A technical committee for the Organization of the Petroleum Exporting Countries held a virtual meeting on Wednesday to review production allotments. The group meets regularly to consider production quotas and made no recommendation to change current policies.
All participating countries were called on to meet existing quotas. The decision was widely expected after the International Monetary Fund said the energy crisis stemming from the war in Ukraine was "not as bad as initially expected."
Economic growth proved surprisingly resilient in the third quarter of last year, with strong labor market, robust private demand, and better-than-expected adaptation to the energy crisis in Europe," it said.
The IMF revised its forecast for global economic growth higher, from 2.7% to 2.9%, though the United States and the European Union are expected to account for only 10% of global growth. China and India -- two countries that are still taking in Russian fuels -- should account for about half of the global growth this year.

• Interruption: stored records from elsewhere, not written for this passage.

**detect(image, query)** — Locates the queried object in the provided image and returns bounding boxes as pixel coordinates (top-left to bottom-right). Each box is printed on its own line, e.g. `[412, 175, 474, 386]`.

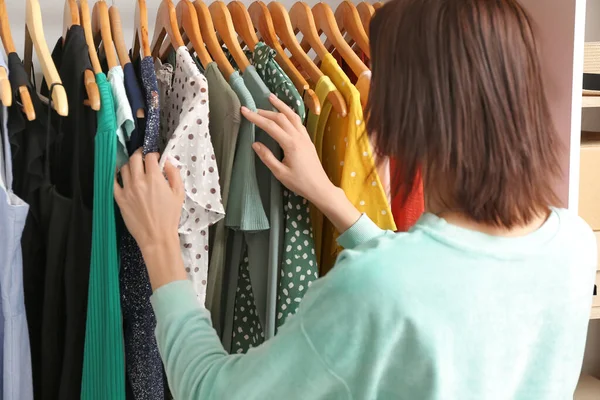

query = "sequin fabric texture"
[155, 47, 225, 304]
[119, 57, 165, 400]
[141, 57, 160, 154]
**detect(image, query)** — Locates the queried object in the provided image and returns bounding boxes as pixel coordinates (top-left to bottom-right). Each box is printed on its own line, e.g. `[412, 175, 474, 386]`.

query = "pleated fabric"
[81, 73, 125, 400]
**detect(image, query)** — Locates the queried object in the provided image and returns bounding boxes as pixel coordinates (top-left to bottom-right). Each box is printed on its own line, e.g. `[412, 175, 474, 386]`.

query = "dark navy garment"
[119, 57, 165, 400]
[123, 63, 147, 155]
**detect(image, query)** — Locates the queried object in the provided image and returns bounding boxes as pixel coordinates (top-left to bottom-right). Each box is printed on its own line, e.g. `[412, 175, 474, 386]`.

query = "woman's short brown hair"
[367, 0, 561, 228]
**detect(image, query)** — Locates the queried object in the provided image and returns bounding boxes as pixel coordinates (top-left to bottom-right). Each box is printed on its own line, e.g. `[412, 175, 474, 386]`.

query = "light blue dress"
[0, 51, 33, 400]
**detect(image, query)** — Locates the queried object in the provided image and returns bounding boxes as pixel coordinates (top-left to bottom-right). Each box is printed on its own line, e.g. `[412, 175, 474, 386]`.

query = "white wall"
[6, 0, 341, 65]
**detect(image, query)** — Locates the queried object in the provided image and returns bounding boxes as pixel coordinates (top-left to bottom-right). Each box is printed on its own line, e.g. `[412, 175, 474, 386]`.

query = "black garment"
[8, 53, 62, 399]
[23, 26, 96, 399]
[123, 63, 147, 155]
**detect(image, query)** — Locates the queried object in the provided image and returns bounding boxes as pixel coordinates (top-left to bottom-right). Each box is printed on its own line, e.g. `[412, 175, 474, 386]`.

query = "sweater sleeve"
[151, 279, 350, 399]
[337, 214, 393, 250]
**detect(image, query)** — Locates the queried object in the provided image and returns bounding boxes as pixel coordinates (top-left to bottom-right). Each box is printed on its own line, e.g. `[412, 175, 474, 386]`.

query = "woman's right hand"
[242, 94, 335, 203]
[242, 94, 360, 233]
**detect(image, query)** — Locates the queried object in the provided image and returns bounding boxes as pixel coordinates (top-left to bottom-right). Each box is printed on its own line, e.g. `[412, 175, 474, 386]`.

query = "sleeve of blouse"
[151, 279, 349, 399]
[337, 214, 394, 250]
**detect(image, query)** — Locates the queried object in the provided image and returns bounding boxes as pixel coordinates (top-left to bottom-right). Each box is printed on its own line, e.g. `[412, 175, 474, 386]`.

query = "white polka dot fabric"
[157, 47, 225, 304]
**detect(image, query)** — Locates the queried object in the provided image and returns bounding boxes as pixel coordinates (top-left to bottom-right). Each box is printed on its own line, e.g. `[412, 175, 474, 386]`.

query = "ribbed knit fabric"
[81, 73, 125, 400]
[225, 71, 269, 232]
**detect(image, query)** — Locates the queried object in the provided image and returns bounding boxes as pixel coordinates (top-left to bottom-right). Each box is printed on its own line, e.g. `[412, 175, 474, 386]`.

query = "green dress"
[233, 42, 319, 353]
[81, 73, 125, 400]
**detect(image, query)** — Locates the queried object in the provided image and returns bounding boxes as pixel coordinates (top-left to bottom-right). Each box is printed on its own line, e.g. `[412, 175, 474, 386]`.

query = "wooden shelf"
[573, 375, 600, 400]
[581, 96, 600, 108]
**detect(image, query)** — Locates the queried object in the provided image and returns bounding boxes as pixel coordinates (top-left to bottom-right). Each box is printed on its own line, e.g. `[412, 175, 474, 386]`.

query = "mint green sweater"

That should soothe concerns in Russia, which is largely isolated from Western economies due to sanctions. Russia is party to the joint committee that reviews production allotments, and while comments from ministers involved in the decision-making process were scarce, the decision was seen as a cautious approach to an uncertain economic future.
"It's fair to say that, considering the uncertainty on China's reopening and how the European oil embargo hits Russian oil production, the path of least resistance was to keep the production unchanged," analysts at Swiss investment bank UBS told UPI.
Despite the upbeat assessment from the IMF, there were still downside risks to its forecast.
"China's recovery could stall, caused by greater-than-expected economic disruptions caused by COVID infections, or by a sharper-than-expected slowdown in the property sector," it stressed.
That uncertainty was apparent in the direction of crude oil prices on Wednesday. Broader markets were in the black for the start of trading on Wall Street, though energy indices gave up most of their gains after OPEC's announcement.
The price for Brent crude oil, the global benchmark, was down 0.7% as of 10 a.m. EST to trade at $84.87 per barrel.